Все равно Шогенуков спать спокойно не будет, пока я жив. И жирнокурдючный Алигот мечтает увидеть мою голову отдельно от туловища. А потому – да и не только потому – я должен добраться до Вшиголового раньше, чем он с помощью сераскира доберется до меня.
Джабаги Казаноков рассеянно тыкал ножом в кусок жареной оленины.
– Вот на это, милый мой Канболет, я ничего не могу тебе ответить, – сказал он. – Мое дело мирное. И мне удалось уже помирить не одну пару кровных врагов.
Тузаров посмотрел в его строгие, но затаенно-улыбчивые глаза и понимающе кивнул головой.
– А что ты не поделил с Алиготом-пашой? – спросил Джабаги.
– Почему не поделил? – засмеялся Канболет. – Дележка у нас была дважды. Первый раз в Бахчисарае, когда люди Алигота «поделили» наше с Кубати имущество, – заодно они хотели разделить на части и наши тела, – а второй раз
– сегодня утром. Только «дележкой» алиготовского снаряжения и оружия двух его людей на этот раз занимались мы с Кубати. Вернул паша свой должок…
– Так вот с кого ты снимал руно! – с уважением посмотрел на Канболета Емуз. – И ты их…
– Нет, зачем? Все остались живы. Не мог я убивать пашу. Если бы он хоть дрался как мужчина. Или бы серьезно поранил моего парнишку… Но этот презренный трус оказался – хвала аллаху! – и никудышным стрелком. А ведь ружье у него было хорошее.

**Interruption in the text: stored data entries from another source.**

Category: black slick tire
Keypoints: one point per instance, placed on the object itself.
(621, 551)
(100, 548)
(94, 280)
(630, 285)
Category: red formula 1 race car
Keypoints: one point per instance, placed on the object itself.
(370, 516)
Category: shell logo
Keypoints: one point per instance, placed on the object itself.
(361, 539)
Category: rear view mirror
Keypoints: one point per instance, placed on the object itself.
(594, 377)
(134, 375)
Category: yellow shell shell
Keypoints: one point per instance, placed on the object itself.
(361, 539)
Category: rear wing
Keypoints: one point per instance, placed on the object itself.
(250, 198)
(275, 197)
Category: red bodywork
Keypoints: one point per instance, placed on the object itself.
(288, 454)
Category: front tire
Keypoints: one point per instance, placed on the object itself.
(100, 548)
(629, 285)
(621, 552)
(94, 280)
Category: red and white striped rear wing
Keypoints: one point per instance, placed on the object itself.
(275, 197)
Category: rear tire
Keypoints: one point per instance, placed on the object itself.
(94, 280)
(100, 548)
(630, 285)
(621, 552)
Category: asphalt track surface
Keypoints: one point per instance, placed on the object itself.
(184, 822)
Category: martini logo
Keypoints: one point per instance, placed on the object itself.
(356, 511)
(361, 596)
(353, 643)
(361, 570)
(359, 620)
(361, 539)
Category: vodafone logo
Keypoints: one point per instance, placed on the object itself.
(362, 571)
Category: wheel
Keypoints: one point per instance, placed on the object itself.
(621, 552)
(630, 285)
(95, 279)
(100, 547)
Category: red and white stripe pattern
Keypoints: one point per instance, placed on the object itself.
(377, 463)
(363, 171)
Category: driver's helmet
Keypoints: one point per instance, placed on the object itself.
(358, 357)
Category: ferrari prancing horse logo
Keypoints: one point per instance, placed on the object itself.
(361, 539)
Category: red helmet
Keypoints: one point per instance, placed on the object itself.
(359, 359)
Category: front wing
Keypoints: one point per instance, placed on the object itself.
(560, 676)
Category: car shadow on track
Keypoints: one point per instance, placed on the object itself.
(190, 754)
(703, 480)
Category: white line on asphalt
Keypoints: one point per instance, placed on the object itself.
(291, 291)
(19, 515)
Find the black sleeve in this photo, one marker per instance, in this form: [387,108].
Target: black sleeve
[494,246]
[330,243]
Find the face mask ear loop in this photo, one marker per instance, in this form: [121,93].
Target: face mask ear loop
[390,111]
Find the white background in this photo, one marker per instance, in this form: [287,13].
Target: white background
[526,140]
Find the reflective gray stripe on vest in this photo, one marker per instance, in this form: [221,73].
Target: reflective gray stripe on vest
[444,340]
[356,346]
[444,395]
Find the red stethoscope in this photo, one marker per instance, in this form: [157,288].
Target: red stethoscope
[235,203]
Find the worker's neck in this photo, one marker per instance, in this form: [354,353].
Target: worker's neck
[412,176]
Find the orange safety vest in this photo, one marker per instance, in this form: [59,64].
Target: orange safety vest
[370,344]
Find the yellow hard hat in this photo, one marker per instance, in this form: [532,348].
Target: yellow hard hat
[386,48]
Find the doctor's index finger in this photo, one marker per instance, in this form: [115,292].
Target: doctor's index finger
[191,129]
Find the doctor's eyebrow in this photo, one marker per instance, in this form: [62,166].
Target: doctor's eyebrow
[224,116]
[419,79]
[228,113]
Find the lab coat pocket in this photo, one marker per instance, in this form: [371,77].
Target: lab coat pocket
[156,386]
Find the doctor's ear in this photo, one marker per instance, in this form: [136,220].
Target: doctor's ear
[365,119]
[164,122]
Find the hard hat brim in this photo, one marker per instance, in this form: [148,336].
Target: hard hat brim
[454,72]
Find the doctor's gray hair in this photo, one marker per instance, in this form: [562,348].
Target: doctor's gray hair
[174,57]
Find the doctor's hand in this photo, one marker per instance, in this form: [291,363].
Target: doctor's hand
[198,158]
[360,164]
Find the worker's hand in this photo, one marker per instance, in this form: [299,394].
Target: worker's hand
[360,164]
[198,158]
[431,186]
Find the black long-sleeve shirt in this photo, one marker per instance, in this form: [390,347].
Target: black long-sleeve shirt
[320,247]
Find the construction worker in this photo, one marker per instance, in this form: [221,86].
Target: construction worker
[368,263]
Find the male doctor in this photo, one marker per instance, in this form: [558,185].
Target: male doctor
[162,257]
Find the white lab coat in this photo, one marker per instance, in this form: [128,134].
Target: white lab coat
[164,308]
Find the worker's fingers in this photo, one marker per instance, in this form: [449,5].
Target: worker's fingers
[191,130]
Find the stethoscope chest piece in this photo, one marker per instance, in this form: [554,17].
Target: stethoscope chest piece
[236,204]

Емуз залпом опустошил чашу с махсымой и вытер усы ладонью.
– А я решил, что мальчик зацепился ухом за колючую ветку… – Хозяин дома немного помолчал, потом озабоченно вздохнул: – Не пустится ли теперь сераскир на новые грабежи и бесчинства?
– Пустится, – сказал Джабаги. – Только не потому, что его сегодня самого остригли. Я знаю, что крымское ханство не сегодня-завтра потребует от адыгов новую дань. Прежний ясак хотят увеличить в десятикратном размере.
– В дссятикра-а-а-тном! – поразился Емуз. – Но это невозможно! Они и так довели народ до обнищания.
– Да. Невозможно. И потому… будет война, – закончил за Джабаги Тузаров. – Я ее чувствую, как собака чувствует след зверя, который опережает ее на полсотни шагов. К тому же я только что из Крыма.
– А я еще и из Турции, – сказал Казаноков. – Война султана с русским царем неизбежна, хотя его посол в Истамбуле, чтобы оттянуть начало войны, не жалеет золотых червонцев для подкупа турецких сановников. Встречался я с этим послом. Только новенькие русские червонцы ему тоже нравятся, и он, как шепчутся в посольстве, уже «упрятал» половину из двухсот тысяч русских монет в свой карман. А султан Ахмед Третий не устает кичиться силой своих войск. Для поднятия духа он каждый день, в сопровождении огромной свиты, иностранных послов и уличных зевак, ездит за город и повергает всех в восторженное изумление дальностью стрельбы из лука. Говорят, еще никто в мире не смог пустить стрелу на такое расстояние – больше тысячи шагов. Что же, парень он здоровый, как ногайский вол. Да сейчас не об этом речь. Готовиться к скорому нападению татар – вот что нам надо делать.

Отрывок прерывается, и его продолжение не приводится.